Section 09.10.055 applies to "causes of action accruing on or after August 7, 1997." See Alaska Stat. § 09.10.055 (editor's notes) (emphasis added). The Gilcreases argue their claims accrued in 1974 and 1980 when Mr. Gilcrease was exposed to asbestos, and consequently, the repose statute does not apply. However, Alaska, like Texas, applies the discovery rule. As such, the Gilcreases' claims did not "accrue" until they knew or reasonably should have known of the injury. See Pedersen v. Zelski, 822 P.2d 903, 906-08 (Alaska 1991) (stating "[o]rdinarily, a personal injury action 'accrues' when the plaintiff is injured. . . . Under the discovery rule, the cause of action accrues when the plaintiff has information sufficient to alert a reasonable person to the fact that he has a potential cause of action").

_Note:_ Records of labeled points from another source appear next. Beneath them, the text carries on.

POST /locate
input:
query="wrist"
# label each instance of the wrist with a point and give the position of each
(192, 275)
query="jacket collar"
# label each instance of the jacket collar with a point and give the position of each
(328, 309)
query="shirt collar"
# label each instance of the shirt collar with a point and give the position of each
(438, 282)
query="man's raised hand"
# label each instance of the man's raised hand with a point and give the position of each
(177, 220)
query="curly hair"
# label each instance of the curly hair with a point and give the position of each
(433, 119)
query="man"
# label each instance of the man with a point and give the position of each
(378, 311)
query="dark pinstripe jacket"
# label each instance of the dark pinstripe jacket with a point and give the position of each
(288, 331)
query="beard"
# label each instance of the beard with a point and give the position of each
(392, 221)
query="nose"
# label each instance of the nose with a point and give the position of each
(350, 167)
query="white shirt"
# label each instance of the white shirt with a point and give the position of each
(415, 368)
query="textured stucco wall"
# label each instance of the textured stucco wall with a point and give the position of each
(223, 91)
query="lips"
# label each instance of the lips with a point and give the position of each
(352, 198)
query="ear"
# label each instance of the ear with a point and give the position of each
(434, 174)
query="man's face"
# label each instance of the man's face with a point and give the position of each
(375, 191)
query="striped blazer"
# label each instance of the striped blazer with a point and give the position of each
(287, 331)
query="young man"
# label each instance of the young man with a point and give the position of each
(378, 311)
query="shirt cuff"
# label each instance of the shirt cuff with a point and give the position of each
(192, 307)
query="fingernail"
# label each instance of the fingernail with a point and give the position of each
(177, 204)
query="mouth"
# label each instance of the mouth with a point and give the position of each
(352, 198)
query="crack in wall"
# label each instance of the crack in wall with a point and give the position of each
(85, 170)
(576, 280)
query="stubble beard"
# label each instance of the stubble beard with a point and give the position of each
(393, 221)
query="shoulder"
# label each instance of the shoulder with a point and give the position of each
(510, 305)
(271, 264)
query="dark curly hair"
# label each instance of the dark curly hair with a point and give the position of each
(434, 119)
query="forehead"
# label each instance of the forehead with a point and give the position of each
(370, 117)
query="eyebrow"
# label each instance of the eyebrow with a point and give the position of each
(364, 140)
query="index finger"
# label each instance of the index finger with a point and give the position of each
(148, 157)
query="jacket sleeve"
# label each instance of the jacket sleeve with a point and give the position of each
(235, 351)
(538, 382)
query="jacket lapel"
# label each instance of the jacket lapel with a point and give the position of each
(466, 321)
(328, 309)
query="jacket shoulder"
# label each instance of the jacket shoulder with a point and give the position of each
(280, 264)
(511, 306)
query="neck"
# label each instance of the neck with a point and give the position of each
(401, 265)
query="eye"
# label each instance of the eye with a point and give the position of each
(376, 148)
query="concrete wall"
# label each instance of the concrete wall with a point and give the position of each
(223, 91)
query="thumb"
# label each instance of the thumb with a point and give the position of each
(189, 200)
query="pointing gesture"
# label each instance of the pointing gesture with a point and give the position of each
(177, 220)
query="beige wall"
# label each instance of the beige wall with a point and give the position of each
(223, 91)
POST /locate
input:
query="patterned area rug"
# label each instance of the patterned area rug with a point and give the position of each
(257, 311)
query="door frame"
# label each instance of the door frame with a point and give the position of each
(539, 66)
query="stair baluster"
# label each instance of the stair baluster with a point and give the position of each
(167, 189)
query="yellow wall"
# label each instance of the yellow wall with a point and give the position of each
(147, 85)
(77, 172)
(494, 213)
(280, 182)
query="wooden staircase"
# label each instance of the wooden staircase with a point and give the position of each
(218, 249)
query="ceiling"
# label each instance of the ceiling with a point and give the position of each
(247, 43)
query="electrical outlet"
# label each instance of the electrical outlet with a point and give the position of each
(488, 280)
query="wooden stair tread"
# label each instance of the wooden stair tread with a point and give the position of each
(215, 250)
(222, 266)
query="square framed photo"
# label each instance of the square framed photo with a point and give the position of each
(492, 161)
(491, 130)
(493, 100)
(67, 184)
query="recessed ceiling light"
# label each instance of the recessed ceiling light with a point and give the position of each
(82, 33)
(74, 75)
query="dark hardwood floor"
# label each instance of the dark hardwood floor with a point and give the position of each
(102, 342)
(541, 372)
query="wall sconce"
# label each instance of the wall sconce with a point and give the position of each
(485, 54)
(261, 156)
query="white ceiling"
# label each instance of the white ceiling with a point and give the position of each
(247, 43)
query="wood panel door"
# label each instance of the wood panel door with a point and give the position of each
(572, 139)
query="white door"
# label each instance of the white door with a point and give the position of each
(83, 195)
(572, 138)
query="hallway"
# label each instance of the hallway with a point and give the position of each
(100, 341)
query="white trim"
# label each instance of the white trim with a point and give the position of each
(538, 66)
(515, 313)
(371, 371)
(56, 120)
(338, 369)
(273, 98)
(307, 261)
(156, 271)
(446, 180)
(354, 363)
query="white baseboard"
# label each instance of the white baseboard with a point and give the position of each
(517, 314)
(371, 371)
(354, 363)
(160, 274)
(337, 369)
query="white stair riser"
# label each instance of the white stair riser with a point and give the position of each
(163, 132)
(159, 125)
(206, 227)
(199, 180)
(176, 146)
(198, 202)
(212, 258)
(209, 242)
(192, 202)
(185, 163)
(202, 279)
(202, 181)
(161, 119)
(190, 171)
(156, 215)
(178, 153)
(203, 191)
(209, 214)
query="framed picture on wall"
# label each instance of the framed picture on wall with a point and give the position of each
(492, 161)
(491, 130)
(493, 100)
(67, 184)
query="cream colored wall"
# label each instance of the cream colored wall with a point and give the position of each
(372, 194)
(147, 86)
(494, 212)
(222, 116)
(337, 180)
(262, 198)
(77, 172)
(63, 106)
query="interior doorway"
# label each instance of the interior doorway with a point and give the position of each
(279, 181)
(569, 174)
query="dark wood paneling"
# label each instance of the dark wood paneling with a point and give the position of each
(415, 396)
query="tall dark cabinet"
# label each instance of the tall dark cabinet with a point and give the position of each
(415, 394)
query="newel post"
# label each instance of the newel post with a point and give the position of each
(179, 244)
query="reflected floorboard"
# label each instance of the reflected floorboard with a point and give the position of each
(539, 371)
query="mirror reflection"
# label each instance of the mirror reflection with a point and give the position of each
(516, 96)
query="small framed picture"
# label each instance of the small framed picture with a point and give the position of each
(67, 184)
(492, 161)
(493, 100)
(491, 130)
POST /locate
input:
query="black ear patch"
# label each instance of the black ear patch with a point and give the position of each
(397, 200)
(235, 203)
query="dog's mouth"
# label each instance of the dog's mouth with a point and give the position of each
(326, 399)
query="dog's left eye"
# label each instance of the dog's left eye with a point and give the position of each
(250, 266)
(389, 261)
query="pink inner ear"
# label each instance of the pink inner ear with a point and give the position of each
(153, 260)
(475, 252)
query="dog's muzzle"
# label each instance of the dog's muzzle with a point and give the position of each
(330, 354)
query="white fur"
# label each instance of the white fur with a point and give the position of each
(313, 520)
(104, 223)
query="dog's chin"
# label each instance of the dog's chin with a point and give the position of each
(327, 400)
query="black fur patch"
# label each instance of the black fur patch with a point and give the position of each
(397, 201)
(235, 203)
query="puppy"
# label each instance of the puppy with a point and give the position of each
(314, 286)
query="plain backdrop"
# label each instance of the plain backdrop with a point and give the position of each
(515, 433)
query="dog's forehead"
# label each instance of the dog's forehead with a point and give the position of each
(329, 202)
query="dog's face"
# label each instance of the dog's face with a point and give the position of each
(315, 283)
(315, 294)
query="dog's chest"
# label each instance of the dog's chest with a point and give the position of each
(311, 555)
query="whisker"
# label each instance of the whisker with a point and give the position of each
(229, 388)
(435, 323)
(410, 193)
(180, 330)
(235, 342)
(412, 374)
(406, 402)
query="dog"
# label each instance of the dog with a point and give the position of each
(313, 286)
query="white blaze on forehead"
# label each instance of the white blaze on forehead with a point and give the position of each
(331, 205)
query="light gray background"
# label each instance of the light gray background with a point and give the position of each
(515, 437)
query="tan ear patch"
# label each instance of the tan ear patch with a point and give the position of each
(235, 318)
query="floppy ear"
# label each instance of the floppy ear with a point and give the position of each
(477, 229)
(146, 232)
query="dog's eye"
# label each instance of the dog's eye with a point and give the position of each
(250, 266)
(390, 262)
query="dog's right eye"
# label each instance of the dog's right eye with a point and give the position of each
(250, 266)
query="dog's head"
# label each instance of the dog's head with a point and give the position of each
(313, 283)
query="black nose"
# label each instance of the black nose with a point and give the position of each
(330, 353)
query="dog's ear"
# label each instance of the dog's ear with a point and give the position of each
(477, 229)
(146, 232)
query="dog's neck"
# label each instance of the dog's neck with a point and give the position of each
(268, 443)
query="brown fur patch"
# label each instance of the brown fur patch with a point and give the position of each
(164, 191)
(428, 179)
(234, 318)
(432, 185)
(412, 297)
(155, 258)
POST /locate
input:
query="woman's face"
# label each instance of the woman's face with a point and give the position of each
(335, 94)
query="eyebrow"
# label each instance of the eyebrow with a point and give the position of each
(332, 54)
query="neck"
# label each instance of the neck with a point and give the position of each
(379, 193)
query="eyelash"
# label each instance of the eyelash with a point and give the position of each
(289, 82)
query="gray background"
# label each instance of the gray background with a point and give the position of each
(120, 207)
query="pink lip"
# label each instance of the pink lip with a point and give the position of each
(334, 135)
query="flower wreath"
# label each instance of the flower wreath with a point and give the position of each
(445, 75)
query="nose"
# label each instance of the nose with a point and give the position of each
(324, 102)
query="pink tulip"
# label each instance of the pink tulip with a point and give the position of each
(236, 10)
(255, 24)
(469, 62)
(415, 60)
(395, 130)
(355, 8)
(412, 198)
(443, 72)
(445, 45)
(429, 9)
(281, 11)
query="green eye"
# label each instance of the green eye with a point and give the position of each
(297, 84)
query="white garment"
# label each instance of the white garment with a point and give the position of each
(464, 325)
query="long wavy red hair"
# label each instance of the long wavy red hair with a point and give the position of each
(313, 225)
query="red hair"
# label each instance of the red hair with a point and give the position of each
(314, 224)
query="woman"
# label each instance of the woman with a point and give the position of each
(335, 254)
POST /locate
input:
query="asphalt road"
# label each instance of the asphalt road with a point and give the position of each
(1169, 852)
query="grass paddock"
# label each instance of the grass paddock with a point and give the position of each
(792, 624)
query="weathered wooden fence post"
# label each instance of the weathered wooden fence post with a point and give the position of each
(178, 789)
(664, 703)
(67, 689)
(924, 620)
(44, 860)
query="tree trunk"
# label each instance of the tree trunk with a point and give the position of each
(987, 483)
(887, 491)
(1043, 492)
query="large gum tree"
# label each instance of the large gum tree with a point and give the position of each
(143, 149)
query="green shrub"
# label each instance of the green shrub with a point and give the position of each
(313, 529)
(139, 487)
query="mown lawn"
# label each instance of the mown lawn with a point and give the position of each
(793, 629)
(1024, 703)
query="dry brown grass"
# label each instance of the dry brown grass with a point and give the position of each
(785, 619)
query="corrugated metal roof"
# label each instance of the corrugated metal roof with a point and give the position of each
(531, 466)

The Alaska Supreme Court reaffirmed its Pedersen holding in 2001 by providing the following scenario:
The [exposure] giving rise to this lawsuit occurred between September 11 and 16, 1990. Sopko did not file suit until April 11, 1996. The applicable limitations period, defined by AS 09.10.070, is two years. The discovery rule bars Sopko's claim unless his cause of action "accrued" on or after April 11, 1994. Under the terms of the discovery rule, Sopko's claim accrued before this date if Sopko discovered, or reasonably should have discovered, the existence of all of the elements of his cause of action before April 11, 1994.
Sopko v. Dowell Schlumberger, Inc., 21 P.3d 1265, 1270 (Alaska 2001). We hold the Gilcreases' claims are governed by section 09.10.055.
The Gilcreases also argue their claims fall within section 09.10.055's exception for "prolonged exposure to hazardous waste" or, alternatively, within the tolling provision premised upon the presence of "foreign bodies." (5)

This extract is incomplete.